# 1HP 125 gallon Compressor. What tools can I use?



## SimpleJack (Feb 11, 2010)

*1HP 125 PSI Compressor. What tools can I use?*

1HP 125 PSI Compressor Craftsman single tank

I need to cut off my exhaust pipe on my car and I need a Air cutting tool. Is my compressor enough to run this small tool? maybe not at max power, but could it be enough to cut off a metal pipe?
I borrowed one from my neighbor, but it's blowing mass air from the rear exhaust on the tool and loosing all the air pressure when I push the trigger. 
I was thinking about buying one for $10 from harbor fright and maybe I wont have this same problem?
http://www.harborfreight.com/3-inch-high-speed-air-cutter-47077.html

What small tools can I run with this compressor beside a nail gun? Not looking for non stop action, but enough to eventually get the job done as it recharges at a semi decent speed compared to other cheap compressors I have used.


----------



## Rehabber (Dec 29, 2005)

You need a large air compressor to run a muffler cutter. Try a sawzall with a fine tooth blade instead


----------



## joecaption (Nov 30, 2011)

Size, HP, PSI have nothing to do with a tool working or not, It's CFM you need to be concerned with.

Sounds like it's the tool that needs rebuilding and nothing to do with your compressor.


----------



## joecaption (Nov 30, 2011)

http://www.engineeringtoolbox.com/air-consumption-tools-d_847.html


----------



## SimpleJack (Feb 11, 2010)

joecaption said:


> http://www.engineeringtoolbox.com/air-consumption-tools-d_847.html


Just one of the tools I looked up from that site (Body Polisher) says it only needs 2 cfm, but looking at these tools online they need 3 to 15 cfm and it also seems I don't have enough to run my blowgun which I have no problems running, not constantly though, but still. Good link to atleast get a semi general idea of what I can use. 

But my compressor is rated at SCFM Use At 90 psi 2.4 SCFM so i guess I just don't really have enough and that tool might also have issues as there is almost as much air coming out the back as there is coming out of my blowgun.

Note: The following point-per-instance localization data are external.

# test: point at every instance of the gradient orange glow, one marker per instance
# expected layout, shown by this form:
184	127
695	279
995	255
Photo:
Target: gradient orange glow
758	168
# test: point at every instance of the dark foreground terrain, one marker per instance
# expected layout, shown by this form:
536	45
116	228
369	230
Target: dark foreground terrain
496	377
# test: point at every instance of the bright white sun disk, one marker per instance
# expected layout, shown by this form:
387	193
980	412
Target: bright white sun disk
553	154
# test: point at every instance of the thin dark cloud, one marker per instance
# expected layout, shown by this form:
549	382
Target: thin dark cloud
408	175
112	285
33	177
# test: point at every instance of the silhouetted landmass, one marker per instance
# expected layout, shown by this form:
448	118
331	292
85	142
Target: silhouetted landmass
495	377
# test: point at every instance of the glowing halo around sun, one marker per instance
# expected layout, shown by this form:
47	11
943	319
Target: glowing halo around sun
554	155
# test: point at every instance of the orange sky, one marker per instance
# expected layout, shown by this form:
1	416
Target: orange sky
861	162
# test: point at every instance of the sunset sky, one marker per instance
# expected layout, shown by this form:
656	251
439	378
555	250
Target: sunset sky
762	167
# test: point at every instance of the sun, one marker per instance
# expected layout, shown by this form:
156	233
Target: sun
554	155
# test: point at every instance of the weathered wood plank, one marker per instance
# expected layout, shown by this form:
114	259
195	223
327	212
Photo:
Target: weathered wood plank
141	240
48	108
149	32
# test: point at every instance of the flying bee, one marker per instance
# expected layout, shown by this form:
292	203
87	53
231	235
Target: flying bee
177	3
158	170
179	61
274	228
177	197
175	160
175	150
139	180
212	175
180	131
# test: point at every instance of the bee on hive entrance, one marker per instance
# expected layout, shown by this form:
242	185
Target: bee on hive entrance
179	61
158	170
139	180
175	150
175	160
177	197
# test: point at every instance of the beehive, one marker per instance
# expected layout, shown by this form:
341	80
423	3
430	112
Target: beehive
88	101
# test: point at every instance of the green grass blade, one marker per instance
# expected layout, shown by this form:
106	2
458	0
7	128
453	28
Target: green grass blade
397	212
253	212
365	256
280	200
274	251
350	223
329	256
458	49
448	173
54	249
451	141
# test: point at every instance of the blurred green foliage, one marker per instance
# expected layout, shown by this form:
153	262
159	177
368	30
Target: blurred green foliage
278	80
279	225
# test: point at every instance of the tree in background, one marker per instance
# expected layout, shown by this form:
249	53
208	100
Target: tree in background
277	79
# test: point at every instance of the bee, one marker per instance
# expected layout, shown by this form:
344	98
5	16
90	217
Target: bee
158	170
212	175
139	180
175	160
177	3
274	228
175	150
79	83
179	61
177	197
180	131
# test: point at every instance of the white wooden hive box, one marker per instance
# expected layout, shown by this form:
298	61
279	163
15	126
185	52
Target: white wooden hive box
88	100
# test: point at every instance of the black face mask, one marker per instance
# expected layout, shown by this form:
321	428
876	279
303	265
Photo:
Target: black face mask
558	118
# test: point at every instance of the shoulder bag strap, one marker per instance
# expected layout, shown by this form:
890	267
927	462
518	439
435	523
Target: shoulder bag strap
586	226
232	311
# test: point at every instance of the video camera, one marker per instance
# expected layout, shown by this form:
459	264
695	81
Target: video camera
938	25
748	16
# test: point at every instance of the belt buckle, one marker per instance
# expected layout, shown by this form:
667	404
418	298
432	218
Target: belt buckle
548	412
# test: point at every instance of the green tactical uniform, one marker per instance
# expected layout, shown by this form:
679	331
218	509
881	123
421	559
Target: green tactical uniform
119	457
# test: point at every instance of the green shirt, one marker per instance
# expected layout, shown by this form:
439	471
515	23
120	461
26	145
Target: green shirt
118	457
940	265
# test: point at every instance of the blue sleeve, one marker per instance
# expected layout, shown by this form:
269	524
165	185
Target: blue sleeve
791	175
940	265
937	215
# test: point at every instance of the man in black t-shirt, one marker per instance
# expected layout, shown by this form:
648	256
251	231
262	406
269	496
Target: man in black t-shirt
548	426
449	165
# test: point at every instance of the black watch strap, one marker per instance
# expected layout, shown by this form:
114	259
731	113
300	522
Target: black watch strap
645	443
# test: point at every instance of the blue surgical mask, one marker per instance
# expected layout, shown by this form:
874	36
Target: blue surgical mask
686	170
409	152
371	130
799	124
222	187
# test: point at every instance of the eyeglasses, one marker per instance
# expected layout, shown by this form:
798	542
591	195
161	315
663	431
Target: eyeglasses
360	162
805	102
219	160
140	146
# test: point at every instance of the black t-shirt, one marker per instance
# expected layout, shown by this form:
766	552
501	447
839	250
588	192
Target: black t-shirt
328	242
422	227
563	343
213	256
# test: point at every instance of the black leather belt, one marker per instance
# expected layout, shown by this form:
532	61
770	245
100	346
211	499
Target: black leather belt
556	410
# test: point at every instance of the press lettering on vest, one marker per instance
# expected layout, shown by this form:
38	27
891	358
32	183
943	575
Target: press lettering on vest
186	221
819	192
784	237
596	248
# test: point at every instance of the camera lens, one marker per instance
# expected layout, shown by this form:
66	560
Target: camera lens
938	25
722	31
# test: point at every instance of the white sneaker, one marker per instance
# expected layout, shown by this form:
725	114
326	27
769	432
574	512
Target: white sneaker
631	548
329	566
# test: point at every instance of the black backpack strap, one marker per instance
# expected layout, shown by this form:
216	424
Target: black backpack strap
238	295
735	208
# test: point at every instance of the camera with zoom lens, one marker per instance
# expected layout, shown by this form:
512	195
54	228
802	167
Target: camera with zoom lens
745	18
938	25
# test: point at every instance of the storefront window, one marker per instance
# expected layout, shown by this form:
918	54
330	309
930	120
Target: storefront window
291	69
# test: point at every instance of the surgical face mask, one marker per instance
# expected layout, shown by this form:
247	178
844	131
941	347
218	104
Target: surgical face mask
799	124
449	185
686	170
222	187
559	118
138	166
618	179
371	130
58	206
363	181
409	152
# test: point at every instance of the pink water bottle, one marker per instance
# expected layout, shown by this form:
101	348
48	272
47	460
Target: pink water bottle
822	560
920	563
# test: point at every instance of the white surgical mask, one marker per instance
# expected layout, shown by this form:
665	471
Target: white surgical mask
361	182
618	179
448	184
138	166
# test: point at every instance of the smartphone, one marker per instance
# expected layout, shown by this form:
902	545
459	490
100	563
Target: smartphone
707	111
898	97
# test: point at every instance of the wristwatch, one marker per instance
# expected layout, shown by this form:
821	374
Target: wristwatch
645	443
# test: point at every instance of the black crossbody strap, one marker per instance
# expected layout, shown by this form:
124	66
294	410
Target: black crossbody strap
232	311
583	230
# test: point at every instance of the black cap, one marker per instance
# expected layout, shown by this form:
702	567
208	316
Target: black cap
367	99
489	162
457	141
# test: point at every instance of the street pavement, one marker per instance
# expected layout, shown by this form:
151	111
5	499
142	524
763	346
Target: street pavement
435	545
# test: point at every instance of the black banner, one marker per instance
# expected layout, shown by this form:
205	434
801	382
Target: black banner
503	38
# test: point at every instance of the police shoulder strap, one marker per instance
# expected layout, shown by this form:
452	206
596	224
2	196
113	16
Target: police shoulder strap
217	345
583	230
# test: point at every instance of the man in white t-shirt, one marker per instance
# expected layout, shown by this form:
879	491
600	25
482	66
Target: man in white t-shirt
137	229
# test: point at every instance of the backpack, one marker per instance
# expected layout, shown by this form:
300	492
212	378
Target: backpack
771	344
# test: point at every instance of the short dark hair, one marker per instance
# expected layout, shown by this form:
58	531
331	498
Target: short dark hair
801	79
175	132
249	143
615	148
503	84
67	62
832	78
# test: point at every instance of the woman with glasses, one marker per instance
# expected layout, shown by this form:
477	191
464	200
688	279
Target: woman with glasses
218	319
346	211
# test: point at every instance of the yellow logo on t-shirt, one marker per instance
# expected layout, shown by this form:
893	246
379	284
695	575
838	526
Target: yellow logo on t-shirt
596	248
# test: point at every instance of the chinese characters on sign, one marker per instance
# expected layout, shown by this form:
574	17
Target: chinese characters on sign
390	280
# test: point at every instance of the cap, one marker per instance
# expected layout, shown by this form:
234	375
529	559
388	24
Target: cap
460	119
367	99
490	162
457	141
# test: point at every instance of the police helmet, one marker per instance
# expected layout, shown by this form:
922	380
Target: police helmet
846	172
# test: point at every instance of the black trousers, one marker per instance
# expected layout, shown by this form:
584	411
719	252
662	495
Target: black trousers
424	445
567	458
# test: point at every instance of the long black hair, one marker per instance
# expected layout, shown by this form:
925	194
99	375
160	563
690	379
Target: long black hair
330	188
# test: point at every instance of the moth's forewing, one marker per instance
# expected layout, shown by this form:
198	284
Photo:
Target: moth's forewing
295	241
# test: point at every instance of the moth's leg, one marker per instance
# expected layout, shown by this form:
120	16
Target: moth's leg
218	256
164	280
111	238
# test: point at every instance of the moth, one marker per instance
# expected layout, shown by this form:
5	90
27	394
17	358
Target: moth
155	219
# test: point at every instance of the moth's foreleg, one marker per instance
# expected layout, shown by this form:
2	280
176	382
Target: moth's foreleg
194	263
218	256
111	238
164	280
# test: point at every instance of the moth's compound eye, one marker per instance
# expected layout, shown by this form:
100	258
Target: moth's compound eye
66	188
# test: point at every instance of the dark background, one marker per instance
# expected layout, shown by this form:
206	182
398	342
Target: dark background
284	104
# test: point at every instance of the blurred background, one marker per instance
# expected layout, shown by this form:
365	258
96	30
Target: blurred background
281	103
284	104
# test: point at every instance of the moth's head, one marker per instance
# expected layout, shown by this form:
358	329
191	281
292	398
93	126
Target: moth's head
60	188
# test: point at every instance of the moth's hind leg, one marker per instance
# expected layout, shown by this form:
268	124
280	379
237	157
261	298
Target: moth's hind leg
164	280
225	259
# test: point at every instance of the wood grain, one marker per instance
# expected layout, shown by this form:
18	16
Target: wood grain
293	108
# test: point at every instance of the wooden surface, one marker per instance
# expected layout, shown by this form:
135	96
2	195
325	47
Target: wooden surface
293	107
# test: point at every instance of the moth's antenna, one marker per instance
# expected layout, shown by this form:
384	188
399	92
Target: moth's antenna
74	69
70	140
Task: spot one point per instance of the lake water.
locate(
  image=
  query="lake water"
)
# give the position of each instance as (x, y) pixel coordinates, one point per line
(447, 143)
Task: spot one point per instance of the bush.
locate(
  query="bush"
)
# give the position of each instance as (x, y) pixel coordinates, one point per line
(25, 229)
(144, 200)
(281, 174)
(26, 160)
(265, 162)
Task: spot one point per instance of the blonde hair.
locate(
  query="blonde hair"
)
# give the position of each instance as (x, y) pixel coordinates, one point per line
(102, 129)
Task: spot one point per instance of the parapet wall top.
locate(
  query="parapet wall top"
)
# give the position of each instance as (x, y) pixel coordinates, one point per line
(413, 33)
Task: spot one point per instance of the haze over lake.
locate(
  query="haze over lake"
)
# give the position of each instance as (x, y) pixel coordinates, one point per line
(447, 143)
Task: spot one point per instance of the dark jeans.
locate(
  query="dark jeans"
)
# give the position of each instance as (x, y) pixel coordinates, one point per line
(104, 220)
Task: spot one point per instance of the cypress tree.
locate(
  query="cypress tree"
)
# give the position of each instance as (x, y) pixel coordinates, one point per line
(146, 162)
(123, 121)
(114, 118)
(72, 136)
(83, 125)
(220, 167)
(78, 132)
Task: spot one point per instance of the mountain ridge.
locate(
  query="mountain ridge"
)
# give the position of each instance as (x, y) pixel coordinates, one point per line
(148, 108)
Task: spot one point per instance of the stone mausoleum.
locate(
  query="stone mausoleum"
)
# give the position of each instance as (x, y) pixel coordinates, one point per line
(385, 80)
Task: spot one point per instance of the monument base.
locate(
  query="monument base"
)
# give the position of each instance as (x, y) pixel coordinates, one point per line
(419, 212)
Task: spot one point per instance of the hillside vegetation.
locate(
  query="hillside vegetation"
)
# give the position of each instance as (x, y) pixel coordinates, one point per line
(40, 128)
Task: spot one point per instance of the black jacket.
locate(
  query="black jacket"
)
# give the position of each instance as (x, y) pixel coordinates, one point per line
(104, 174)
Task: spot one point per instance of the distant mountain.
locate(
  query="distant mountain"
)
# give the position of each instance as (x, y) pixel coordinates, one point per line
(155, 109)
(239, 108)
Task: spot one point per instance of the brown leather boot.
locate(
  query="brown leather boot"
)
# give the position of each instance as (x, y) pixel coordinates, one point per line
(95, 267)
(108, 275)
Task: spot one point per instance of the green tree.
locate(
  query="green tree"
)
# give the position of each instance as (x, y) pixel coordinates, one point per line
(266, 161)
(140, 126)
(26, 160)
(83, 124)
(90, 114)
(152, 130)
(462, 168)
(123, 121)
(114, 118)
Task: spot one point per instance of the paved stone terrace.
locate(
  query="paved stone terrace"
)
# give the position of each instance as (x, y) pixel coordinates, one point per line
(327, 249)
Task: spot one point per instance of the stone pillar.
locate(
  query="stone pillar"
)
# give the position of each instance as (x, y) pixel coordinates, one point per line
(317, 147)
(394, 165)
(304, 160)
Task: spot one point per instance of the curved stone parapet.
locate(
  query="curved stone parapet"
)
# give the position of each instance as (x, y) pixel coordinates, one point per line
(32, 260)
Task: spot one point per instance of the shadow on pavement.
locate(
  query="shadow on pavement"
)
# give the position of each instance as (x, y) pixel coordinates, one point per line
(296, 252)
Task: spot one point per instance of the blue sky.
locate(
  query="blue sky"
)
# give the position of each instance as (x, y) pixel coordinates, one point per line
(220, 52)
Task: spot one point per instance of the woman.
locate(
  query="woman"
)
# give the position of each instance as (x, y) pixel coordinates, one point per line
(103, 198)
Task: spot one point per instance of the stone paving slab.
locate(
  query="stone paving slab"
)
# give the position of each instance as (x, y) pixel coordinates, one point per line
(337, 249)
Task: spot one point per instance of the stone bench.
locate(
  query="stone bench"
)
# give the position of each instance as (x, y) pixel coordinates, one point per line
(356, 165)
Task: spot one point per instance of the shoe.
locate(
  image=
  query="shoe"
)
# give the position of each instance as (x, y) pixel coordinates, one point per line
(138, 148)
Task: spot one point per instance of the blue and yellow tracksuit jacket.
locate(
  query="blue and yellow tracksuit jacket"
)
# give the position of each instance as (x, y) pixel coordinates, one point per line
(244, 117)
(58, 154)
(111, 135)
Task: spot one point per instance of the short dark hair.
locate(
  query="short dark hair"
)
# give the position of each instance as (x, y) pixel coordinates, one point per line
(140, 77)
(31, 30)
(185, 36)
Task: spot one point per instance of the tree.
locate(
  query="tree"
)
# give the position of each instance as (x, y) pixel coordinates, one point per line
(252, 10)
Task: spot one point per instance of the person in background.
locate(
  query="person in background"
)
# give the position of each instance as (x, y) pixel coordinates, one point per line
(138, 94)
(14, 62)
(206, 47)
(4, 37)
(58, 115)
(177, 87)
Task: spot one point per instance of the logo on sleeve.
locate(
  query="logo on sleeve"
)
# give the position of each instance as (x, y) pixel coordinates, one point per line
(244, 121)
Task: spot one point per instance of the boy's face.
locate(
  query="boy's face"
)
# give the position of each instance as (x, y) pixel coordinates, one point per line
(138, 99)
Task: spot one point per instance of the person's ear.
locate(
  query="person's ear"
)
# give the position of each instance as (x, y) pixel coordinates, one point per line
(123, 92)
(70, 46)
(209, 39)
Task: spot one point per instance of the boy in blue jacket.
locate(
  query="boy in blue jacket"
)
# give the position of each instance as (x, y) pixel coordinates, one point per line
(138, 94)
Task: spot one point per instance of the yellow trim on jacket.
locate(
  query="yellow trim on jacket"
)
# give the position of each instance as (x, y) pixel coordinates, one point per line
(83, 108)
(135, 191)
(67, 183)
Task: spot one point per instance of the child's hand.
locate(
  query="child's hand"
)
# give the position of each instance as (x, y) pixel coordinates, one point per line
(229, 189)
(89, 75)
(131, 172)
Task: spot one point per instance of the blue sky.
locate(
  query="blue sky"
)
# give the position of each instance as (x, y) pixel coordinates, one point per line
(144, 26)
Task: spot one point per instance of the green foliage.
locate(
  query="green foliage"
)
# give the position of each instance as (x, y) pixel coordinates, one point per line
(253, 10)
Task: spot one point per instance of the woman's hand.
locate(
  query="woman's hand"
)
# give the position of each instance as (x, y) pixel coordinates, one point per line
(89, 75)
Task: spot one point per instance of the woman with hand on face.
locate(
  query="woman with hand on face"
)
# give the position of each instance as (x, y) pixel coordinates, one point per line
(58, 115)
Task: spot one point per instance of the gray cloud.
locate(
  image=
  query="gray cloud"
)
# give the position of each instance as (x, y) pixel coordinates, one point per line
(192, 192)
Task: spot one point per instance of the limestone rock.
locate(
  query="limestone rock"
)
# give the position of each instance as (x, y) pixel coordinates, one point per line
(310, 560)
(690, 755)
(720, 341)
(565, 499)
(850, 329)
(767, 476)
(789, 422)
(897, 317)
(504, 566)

It's a auto shop tool and it's one that they use, so really I don't know what the deal is with it. 

Looks like I'm stuck with only using nailers, staple guns, air blower and possibly a small air ratchet. 

*Thanks for the quick help everyone. *

I just need to invest in a $400 air compressor to have any fun..


----------



## Hardway (Dec 28, 2011)

You don't have a 125gal compressor!


----------



## SimpleJack (Feb 11, 2010)

Hardway said:


> You don't have a 125gal compressor!


oops haha :whistling2:


----------



## Hardway (Dec 28, 2011)

That being said not much you can run with the compressor you have. I have a 3hp 60gal it puts out 12cfm. I do basic to heavy car repair and it has not failed yet.:whistling2:


----------



## jschaben (Mar 31, 2010)

Pick up chain cutter. Does a better job anyway.


----------